Studio album by The Radio Rats
- Released: October 1978
- Recorded: August – October 1978, Satbel Studios, Johannesburg
- Genre: Rock
- Length: 39:50
- Label: Jo'Burg Records
- Producer: Greg Cutler

The Radio Rats chronology
|  | Into the Night We Slide (1978) | The Big Beat (1991) |

Singles from Into the Night We Slide
- "ZX Dan"/"I'm in Love" Released: October 1978;

= Into the Night We Slide =

Into the Night We Slide was the debut album by Springs-based, South African rock group The Radio Rats and was distributed in 1978.

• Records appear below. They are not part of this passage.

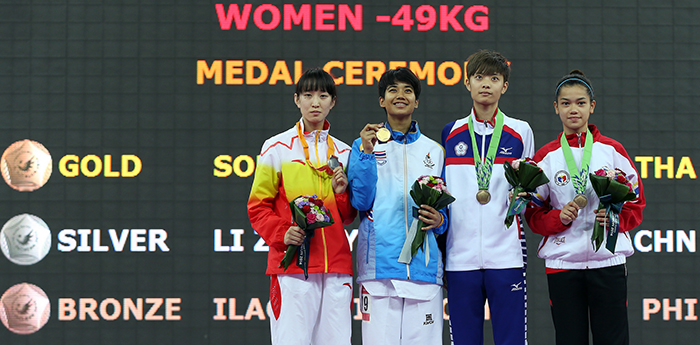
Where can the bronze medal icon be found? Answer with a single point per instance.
(383, 134)
(483, 196)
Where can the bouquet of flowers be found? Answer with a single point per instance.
(426, 190)
(309, 214)
(613, 189)
(525, 176)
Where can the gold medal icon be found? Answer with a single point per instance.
(383, 134)
(26, 165)
(483, 196)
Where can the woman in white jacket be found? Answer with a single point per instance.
(583, 283)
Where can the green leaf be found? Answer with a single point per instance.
(599, 183)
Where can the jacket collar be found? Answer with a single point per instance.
(578, 140)
(311, 136)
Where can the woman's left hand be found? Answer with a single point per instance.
(340, 180)
(430, 217)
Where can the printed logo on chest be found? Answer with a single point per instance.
(428, 162)
(461, 149)
(562, 177)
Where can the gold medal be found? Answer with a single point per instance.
(483, 196)
(383, 134)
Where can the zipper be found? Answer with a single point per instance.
(405, 199)
(481, 227)
(588, 250)
(320, 192)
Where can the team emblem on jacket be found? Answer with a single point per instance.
(428, 162)
(562, 178)
(380, 156)
(461, 149)
(506, 151)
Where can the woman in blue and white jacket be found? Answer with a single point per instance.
(401, 302)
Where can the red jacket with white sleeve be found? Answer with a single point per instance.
(570, 246)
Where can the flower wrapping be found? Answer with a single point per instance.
(309, 214)
(426, 190)
(525, 176)
(613, 189)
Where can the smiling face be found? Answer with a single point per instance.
(574, 106)
(314, 106)
(399, 99)
(486, 89)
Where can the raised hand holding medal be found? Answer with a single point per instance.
(372, 133)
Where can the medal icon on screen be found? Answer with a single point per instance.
(26, 165)
(24, 308)
(25, 239)
(333, 162)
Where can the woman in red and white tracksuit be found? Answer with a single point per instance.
(583, 284)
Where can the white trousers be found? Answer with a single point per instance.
(316, 311)
(393, 320)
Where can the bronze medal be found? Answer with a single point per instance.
(383, 134)
(483, 196)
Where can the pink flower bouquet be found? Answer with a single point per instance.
(426, 190)
(525, 176)
(613, 189)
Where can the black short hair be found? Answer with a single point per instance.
(402, 74)
(575, 77)
(487, 62)
(316, 79)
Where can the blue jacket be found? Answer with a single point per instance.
(379, 189)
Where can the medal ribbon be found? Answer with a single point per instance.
(579, 177)
(305, 145)
(483, 170)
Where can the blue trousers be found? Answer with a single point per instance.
(467, 292)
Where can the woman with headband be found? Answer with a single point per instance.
(587, 288)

The opening track and first single, "ZX Dan" (backed with "I'm Not in Love"), received national airplay and early in peaked at no. 2 on Johannesburg-based Radio 5. Still cherished as one of South Africa's greatest pop rock songs of all time, it received the second-most votes in the "All time favourite SA song" category in "The SA Rock Digest/Amuzine End of the Century Big Vote", in 1999.

==Contents==

Side one of the album featured five songs and Side two the remaining five. Jonathan Handley composed the music and words for all.

==Track listing==

===Side one===

- 1. ZX Dan (5:17)
- 2. I'm Not Like That (4:39)
- 3. Plague Café (3:10)
- 4. Bomb Shelter Blues (4:20)
- 5. I'm in Love (2:41)

===Side two===
- 6. Law and Order (2:55)
- 7. A Visit to the Cinema (5:31)
- 8. Rocking (2:10)
- 9. Stay in your Rocking Chair (3:29)
- 10. Mucking About in the Dungeons All Day (5:00)

==Personnel==
- Dave Davies – lead vocals
- Jonathan Handley – lead guitar and background vocals
- Herbie Parkin – bass
- Leonard Dickson – drums and percussion

==Re-issue==

In 2002, Fresh Music released a digitally remastered CD edition of Into the Night We Slide with two bonus tracks in "Crazy Caroline", the follow-up single in June 1979, and its B-side, "Rocket Road". The liner notes include rare photographs and a band bio.